Computer Vision Syndrome sounds a lot cooler than it really is. In my mind, I pictured someone accidentally falling into a server room, being electrocuted and having their DNA spliced with the motherboard of a super computer. As a result they can operate computers with their mind. In reality, it’s not nearly as fun or inventive as that (high-fives self).
Have you got an office job? Do you spend the majority of your day staring at a screen while subconsciously tensing every muscle in your body? If so, you just unknowingly boarded the direct train to computer vision syndrome.. town. Okay not my best turn of phrase but headaches, blurry eyes and sore necks are all part of what the kids called CVS.
The Guardian, admitting their alarmist fact choice, bring to light some research that suggests that Computer Vision Syndrome is the “Number one occupational hazard of the 21st century“. It’s compounded by the fact that we leave work, stare at our phones on the way home and then open our laptops or switch on the TV until we fall sleep. Madness!

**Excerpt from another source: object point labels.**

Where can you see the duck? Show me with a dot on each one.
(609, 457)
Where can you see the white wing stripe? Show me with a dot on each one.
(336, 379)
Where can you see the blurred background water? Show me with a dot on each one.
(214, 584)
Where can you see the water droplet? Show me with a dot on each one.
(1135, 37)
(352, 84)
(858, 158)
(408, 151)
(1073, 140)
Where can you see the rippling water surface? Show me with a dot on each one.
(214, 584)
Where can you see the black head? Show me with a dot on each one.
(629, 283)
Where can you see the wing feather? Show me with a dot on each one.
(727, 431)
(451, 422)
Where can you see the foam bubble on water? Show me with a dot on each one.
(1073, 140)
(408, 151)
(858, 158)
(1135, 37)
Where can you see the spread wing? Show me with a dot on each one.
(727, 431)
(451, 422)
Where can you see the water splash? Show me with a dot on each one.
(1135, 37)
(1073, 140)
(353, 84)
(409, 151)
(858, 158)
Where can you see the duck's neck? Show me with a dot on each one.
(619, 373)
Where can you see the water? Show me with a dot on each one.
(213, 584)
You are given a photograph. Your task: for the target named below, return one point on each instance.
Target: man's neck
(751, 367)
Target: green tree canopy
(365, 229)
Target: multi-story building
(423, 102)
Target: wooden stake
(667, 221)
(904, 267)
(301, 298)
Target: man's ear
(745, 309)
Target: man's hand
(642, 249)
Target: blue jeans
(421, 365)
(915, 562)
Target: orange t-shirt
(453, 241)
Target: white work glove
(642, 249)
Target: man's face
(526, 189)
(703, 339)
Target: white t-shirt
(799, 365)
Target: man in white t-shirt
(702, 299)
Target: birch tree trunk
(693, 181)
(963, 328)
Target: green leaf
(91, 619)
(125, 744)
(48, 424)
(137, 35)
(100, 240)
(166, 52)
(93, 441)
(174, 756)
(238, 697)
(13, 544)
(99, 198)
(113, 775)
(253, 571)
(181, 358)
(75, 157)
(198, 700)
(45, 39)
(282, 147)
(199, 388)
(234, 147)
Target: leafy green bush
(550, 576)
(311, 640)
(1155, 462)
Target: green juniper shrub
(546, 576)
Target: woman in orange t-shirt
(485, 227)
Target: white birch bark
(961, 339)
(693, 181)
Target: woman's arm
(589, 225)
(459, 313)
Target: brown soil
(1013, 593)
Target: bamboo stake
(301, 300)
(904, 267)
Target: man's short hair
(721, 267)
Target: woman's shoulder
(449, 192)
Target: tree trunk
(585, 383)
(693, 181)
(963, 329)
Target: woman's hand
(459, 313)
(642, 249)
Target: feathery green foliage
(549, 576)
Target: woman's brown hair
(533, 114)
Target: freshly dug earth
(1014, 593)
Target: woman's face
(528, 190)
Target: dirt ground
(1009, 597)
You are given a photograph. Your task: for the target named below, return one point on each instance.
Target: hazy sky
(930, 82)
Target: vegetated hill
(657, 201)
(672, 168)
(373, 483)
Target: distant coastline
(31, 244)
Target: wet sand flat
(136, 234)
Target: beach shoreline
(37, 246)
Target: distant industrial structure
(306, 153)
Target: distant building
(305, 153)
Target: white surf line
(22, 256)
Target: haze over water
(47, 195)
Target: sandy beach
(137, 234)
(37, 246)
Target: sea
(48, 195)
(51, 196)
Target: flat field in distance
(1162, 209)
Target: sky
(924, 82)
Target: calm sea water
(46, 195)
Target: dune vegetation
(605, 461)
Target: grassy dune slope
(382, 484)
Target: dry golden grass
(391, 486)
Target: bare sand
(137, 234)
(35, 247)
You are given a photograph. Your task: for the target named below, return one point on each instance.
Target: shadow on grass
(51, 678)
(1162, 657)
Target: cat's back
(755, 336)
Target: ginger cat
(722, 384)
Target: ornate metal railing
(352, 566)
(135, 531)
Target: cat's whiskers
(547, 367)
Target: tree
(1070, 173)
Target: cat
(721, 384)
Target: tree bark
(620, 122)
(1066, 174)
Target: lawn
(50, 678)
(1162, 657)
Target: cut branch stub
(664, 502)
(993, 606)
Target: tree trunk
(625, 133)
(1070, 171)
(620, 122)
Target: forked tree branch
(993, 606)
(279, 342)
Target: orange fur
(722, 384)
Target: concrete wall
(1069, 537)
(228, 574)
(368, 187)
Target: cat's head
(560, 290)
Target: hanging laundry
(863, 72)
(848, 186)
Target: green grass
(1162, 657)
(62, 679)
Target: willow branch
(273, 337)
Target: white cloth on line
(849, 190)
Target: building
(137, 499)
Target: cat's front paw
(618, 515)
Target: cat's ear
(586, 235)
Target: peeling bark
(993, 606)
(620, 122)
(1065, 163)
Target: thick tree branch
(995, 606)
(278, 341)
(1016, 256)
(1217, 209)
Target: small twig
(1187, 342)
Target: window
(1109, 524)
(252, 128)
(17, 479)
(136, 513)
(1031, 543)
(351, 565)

So what’s the play here? Just wait this out until our eyes shrink into the back of our heads? Our eyes do hurt because words of a screen are constructed of pixels that have bright centres and blurred edges. Our eyes are constantly focusing and readjusting to keep up with dynamic shifts of a computer screen,
It’s advised to use the 20-20-20 rule to combat eye fatigue at work. You should take a 20 second break every 20 minutes and focus on an object or area 20ft from your computer. This will moisten your eyes and lessen the strain.
However, if you don’t necessarily stare at screens for prolonged periods of time and still suffer CVS, it might be down to how you’re sitting. You should keep your screen about 10 cm below eye level and 50 cm away from your face. Stay safe, kids.